Single nucleotide polymorphisms (SNPs) are the most common form of human genetic variation and can affect the protein sequence. These missense variants may affect protein stability, function or interactions with other proteins, potentially leading to disease. Protein–protein interactions (PPIs) can be strengthened or weakened by missense variants, which can cause loss of salt bridges, steric clashes or changes to post‐translational modifications, amongst other effects. Changes to PPIs can lead to rewiring of the PPI network and this can be responsible for altered phenotype. Variants at different interfaces can, in some cases, lead to different phenotypes by affecting different pathways and complexes. Understanding the effects of missense variants on PPIs and the interactome is helpful in determining how these variants can lead to disease, as shown by the improved predictive performance of our variant phenotype predictor SuSPect, which includes network features.
Key Concepts:
Missense variants can impact upon protein–protein interactions in numerous ways.

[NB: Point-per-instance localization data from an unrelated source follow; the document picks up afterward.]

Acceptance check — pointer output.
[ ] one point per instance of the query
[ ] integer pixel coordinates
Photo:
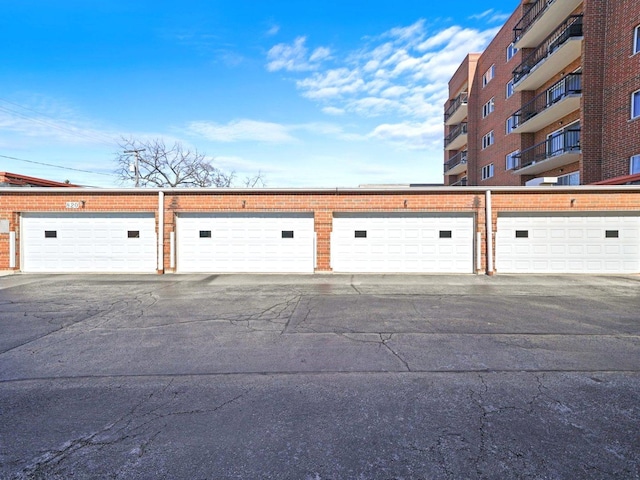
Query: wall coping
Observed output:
(325, 191)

Impaired or enhanced interactions can both lead to disease.
Interactions can be affected by steric clashes, loss of salt bridges, changes to intrinsic disorder and several other mechanisms.
Variants in different parts of proteins can affect different interactions, potentially leading to different diseases.
Variants on corresponding interfaces in different proteins can lead to the same (or similar) disease.
Investigating the effects of variants in the context of interaction networks rather than in isolation can give important extra information.